The Water Dancer

Written by Ta-Nehisi Coates
Review by Kristen McDermott

Oprah Winfrey selected this lyrical, imaginative novel for her Book Club’s revival, and it is an impressive work in the vein of Toni Morrison’s Beloved and Colson Whitehead’s The Underground Railroad. Hiram Walker is a privileged slave in antebellum Virginia, educated by his master/father and promised a career managing the estate at his half-brother’s side. A carriage accident sends “Hi” into a river, where he wakes on the bank with no memory of how he got there. As his father’s sole surviving son, Hi feels torn between loyalty to his own kind and his admiration for the ingenuity that tamed the American wilderness. That ambivalence survives his escape, capture and torture, and is put to use as he joins the Underground as a soldier in an intricate form of psychological warfare against Virginia’s white elite, called upon by no less than “Moses” (Harriet Tubman) to use his unique gifts in the service of this secret war.

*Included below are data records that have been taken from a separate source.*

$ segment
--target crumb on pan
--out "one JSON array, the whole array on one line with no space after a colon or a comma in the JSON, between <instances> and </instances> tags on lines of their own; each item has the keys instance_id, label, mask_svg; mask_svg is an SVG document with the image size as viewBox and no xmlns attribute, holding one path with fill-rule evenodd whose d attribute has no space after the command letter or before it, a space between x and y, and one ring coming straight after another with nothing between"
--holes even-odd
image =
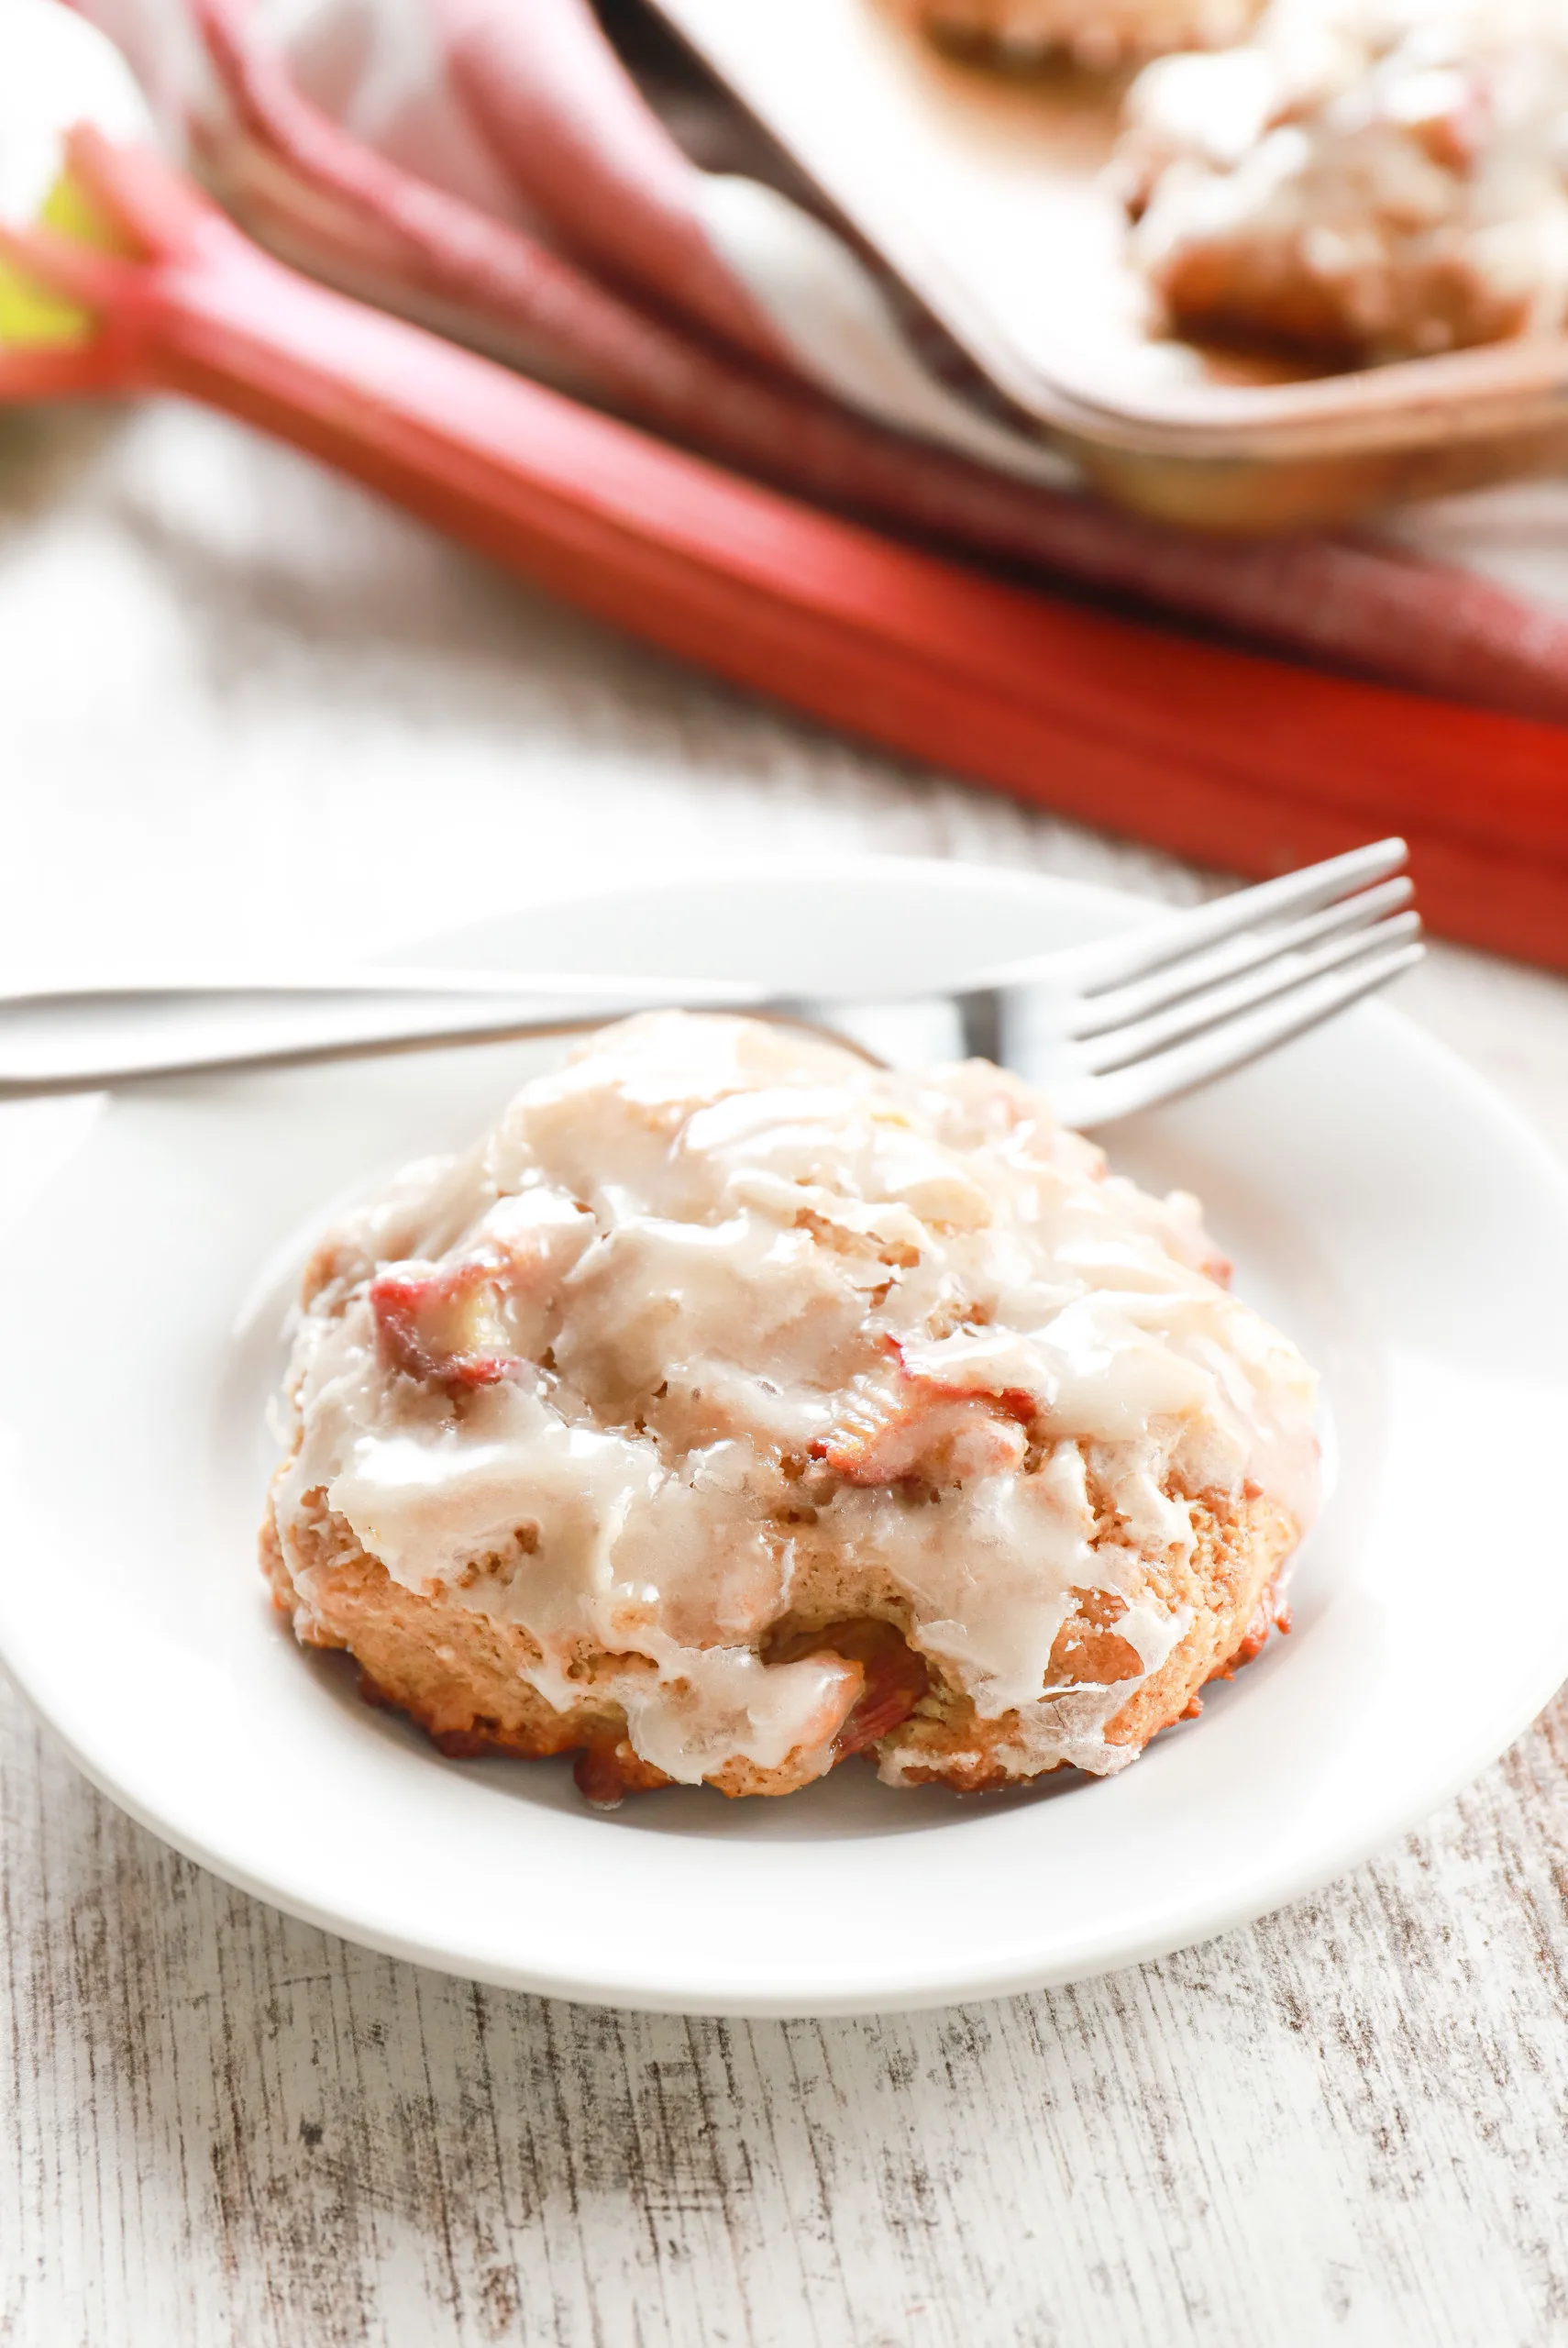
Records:
<instances>
[{"instance_id":1,"label":"crumb on pan","mask_svg":"<svg viewBox=\"0 0 1568 2348\"><path fill-rule=\"evenodd\" d=\"M957 47L1020 62L1062 54L1105 72L1169 50L1243 39L1259 0L892 0L899 15Z\"/></svg>"}]
</instances>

Hi’s gift is called “Conduction” by his Underground mentors—the combined mental, physical, and leadership skills needed to oversee the kind of espionage to spirit runaway slaves to Northern freedom. There are also hints that the power of Conduction is supernatural—an ability, triggered by the desire for freedom and the memory of loss, to move instantaneously from one location to the next. This is where Coates’ narrative departs from a formulaic treatment of the struggles of African-American slaves; in lovely, emotional prose, he creates an unforgettable narrator for a moving story of how the “Tasked” (as they are called in this novel) come to terms in diverse ways with the crimes committed against them. As one of the select few who is called to do more than merely survive, Hi’s voice overflows with love and compassion for both slave and master, and gives the reader an entirely new context for a familiar narrative.